Discutindo esta história, os sábios comentaram: “Se até mesmo alguém que recusa voluntariamente uma posição elevada é tão ciumento, então certamente alguém que perde um cargo que ocupava anteriormente acharia isso intolerável”. O Rabino Ioshua ben Perachiah comentou: “Antes de assumir um alto cargo, se alguém tivesse sugerido que eu assumisse uma posição de prestígio, eu o teria amarrado na frente de um leão. Agora que tenho o escritório, se alguém me dissesse para abandoná-lo, eu jogaria uma panela de água fervente na cabeça dele.

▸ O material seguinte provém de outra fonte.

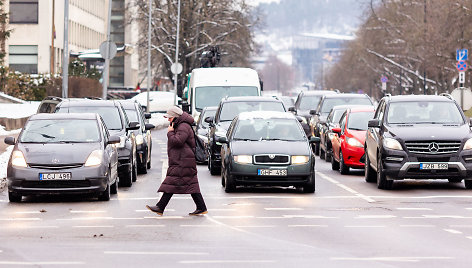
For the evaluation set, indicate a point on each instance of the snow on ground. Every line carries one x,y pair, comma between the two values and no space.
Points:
18,110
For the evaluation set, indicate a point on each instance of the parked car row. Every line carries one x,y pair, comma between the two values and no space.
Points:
79,146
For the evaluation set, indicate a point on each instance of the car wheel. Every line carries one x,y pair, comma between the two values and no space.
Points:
230,186
105,195
468,184
309,187
334,164
382,182
369,172
14,197
342,166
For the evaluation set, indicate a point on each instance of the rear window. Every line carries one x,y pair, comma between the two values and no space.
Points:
57,131
231,109
110,114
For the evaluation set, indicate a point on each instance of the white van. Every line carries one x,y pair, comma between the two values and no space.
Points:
207,86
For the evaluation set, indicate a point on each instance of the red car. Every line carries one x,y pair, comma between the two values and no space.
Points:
348,144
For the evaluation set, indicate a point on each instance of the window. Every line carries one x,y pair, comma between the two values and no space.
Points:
24,59
24,11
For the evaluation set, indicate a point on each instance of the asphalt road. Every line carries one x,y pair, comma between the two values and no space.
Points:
346,223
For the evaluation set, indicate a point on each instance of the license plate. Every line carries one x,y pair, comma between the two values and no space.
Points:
55,176
272,172
424,166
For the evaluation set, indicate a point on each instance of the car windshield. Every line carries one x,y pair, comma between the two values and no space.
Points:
132,115
359,120
110,114
269,129
211,96
329,103
60,130
309,102
231,109
424,112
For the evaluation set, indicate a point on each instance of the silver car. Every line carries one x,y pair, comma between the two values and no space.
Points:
63,154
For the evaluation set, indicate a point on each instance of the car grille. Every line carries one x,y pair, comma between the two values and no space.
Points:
63,166
433,147
272,159
55,184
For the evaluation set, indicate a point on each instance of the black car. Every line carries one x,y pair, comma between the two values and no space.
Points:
63,154
307,101
327,102
203,127
418,137
227,110
135,113
267,148
118,124
326,130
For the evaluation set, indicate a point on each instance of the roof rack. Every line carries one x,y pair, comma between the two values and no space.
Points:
447,95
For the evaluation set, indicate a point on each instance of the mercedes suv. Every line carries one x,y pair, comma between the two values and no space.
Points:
418,137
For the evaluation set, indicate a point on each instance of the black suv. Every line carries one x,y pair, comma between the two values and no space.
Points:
227,110
118,124
418,137
327,102
135,113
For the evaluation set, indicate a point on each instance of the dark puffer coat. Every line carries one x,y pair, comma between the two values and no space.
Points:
181,177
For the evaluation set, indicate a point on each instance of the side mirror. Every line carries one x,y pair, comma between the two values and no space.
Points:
222,140
133,126
336,130
113,140
374,123
149,126
9,140
314,139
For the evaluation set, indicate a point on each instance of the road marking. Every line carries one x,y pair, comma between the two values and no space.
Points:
393,259
309,217
417,225
20,219
278,209
93,226
226,261
452,231
375,217
145,226
414,209
154,253
365,226
87,211
335,182
307,225
39,263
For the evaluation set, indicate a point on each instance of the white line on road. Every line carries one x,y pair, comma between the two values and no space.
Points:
394,259
145,226
452,231
154,253
227,261
335,182
39,263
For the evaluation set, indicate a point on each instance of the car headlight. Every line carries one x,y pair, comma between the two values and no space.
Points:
139,139
300,159
468,144
243,159
94,159
122,142
355,143
18,159
392,144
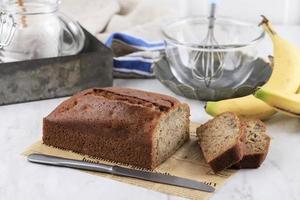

Pois Saul não desejava a monarquia, mas uma vez conseguida, quis matar Davi.” Remover uma pessoa de uma posição que ocupava equivale a matá-la, e é da natureza humana tentar evitar que isso aconteça. Portanto, Saul é considerado relativamente inocente por sua perseguição a Davi.
O suicídio de Saul
Normalmente, o suicídio é um pecado grave, o equivalente ao assassinato. Um suicida perde sua parte no Mundo Vindouro e é enterrado na beira do cemitério. O suicídio de Saul, porém, foi permitido por vários motivos. Normalmente, mesmo que uma pessoa esteja numa situação sombria, ela não deve perder a esperança do resgate Divino – a salvação de D’us pode vir num piscar de olhos. A situação de Saul era diferente, pois Samuel lhe havia informado profeticamente que o rei morreria na guerra com os filisteus. Além disso, seria um grande Chillul HaShem (profanação do Nome de D’us) se o rei judeu fosse capturado e torturado. Saul também temia que, quando seus súditos percebessem que ele foi capturado, tentassem libertá-lo – apesar das probabilidades esmagadoras – resultando assim em muitas mortes. Portanto, dadas as circunstâncias extraordinárias, Saul tirou a própria vida corretamente. (No entanto, algumas opiniões rabínicas sustentam que o suicídio é proibido em todas as circunstâncias e que, portanto, Saul agiu de forma inadequada.)
Trecho de Jornada Milagrosa de Yosef Eisen. Durante milhares de anos o povo judeu sobreviveu e floresceu, contra todas as probabilidades. Miraculous Journey leva você a um tour de 700 páginas pela história judaica, tudo em um só volume, desde a Criação até o Presidente Obama.